How Produced

How are ReproJackets Produced?
Stage 1: The Original Jacket
Our starting point is a 1st issue original dustjacket for We Didn't Mean To Go To Sea by Arthur Ransome, from Jonathan Cape in 1937.  We make a high-resolution scan of the original dustjacket at 600 pixels per inch, which means around a million pixels for each three square inches.

The image is straightened up and cropped very precisely, and a note made in the image file of the type of paper used. The image file will also contain lower-resolution scans of the boards of the book, its title page and any copyright/publication/printing information which may be present.

Stage 2: Paper Removal
The first procedure is to divide the image vertically into back flap, back panel, spine, front panel and front flap. In this example there is no back flap content, and the spine is combined with the front panel into a single piece of artwork. The paper is then removed from each of these portions -- the image shows an intermediate stage prior to removing the paper from the artwork.
With the paper now transparent, an underlying layer of black is used in order to best show up any vestiges of the paper or unwanted marks. The front flap looks fairly clean already, but several faint marks are visible on the back panel and these will be removed at the next stage -- they would be almost invisible against a white background which is why black is used here.

Stage 3: Text Restoration
The text has been completely cleaned up and any bits of missing ink replaced.
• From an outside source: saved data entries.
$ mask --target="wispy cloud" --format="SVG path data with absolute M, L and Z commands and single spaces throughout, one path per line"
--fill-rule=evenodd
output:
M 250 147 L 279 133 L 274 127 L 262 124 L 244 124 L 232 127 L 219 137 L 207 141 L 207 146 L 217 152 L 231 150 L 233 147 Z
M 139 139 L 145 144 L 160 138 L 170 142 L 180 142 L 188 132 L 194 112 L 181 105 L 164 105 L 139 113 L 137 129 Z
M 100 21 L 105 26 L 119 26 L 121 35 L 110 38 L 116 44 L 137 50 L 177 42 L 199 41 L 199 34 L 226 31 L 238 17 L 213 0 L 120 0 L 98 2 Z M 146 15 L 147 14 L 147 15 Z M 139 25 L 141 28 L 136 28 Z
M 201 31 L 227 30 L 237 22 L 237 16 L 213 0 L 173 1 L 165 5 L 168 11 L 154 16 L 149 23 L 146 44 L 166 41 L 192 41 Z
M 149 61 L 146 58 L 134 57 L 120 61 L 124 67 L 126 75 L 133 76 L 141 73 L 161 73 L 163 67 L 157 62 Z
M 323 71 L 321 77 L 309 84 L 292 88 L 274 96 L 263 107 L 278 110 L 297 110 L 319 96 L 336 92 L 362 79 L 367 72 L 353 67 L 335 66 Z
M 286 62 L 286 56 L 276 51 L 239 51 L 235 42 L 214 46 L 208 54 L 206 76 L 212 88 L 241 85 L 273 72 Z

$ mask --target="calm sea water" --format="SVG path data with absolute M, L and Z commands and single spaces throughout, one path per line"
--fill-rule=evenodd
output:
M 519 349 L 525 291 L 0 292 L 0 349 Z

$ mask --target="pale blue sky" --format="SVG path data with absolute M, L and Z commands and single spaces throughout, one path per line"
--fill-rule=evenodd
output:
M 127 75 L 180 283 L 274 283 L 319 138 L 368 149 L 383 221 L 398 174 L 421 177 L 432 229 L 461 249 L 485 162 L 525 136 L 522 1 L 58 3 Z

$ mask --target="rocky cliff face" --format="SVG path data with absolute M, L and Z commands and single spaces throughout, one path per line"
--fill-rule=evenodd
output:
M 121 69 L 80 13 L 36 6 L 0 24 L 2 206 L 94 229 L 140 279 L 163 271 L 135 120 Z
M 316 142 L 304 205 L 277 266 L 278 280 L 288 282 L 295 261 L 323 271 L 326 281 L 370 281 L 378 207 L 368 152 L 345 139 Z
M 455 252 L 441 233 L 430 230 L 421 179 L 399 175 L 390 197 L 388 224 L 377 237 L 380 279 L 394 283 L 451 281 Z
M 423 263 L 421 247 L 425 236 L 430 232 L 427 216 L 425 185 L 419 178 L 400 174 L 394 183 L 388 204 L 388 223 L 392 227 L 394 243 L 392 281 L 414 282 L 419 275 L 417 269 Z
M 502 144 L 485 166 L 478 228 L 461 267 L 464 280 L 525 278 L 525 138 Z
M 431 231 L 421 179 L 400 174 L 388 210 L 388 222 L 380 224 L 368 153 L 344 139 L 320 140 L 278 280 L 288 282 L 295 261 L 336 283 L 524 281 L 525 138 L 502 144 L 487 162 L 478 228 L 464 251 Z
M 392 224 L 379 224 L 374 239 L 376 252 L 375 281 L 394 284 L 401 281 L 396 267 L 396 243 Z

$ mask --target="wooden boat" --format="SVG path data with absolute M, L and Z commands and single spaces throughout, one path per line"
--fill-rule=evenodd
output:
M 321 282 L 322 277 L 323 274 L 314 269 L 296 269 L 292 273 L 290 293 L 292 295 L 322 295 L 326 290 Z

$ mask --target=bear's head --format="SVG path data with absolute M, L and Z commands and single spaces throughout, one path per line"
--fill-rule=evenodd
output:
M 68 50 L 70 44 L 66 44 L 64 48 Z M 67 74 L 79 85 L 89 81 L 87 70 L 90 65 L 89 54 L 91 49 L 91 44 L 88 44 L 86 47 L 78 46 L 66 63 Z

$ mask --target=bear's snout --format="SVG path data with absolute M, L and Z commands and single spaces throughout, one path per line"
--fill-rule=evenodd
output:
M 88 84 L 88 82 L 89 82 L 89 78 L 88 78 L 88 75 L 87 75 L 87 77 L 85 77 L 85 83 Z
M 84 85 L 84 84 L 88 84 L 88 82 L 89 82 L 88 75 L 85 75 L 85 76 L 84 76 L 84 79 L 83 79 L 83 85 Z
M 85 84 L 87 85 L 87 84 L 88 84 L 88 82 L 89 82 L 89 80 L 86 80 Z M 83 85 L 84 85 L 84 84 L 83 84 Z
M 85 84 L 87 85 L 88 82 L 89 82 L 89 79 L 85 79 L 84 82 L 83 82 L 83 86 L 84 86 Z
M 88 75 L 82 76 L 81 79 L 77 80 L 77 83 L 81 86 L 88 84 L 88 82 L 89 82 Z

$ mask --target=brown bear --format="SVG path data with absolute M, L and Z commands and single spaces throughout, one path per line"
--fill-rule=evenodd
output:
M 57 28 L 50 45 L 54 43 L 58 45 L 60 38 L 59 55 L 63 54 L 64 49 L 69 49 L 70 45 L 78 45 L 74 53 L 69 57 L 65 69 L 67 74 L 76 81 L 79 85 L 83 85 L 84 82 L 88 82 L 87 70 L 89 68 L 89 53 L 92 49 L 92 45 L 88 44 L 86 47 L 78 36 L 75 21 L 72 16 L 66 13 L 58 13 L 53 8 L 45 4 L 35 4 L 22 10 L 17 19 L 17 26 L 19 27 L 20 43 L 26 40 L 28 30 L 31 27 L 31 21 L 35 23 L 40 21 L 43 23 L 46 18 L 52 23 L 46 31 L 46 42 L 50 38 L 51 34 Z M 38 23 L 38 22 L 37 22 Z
On the back panel the upper extremities of the header line were damaged and have been repaired using the corresponding line from the 1937 copy of Swallows and Amazons.

Stage 4: Artwork Preparation
The majority of the paper has been removed from the artwork now, and we can see it against both white and black underlayers. The 'black' (actually dark grey) portions, ie text and illustrations, will next be separated from the blue decoration onto distinct layers for the final stages of the restoration.

Stage 5: Artwork Separation
Now that the dark grey text and illustrations are separated from the blue decorations, we can restore each of them and then make the colouring of each of these two separations uniform.

The chipping at the jacket edges has damaged the text and illustration at the top of the spine; together with the wear at the folds it has removed some of the decorations. We have other issues of the jacket scanned, and these can be used to supply the missing pieces.

Stage 6: Artwork Restoration
The text and images have been repaired and made a consistent colour (the spine in particular had a brown cast). Like the colour layer, the dark grey texture has been sampled and used for this recolouring rather than a solid tint, and this retains the original appearance much better.

The coloured layer has also been repaired where the original had losses at the folds and edges, and the whole has been given a consistent recolouring using a sample of the blue texture.

The whole jacket is now ready for assembly and the final stages.

Stage 7: Final Assembly
The final stage involves adding 'bleed margins' where necessary. This is where ink runs right up to the trimmed edge, and must be extended into the margin to avoid uninked edges caused by trimming inaccuracies. In this example, the top and bottom of the blue coloured layer bleed in places.

The ReproJackets identifier has been added, the small corner-clips have been marked in black, and the trim marks have been placed at the sides. The ReproJacket is complete.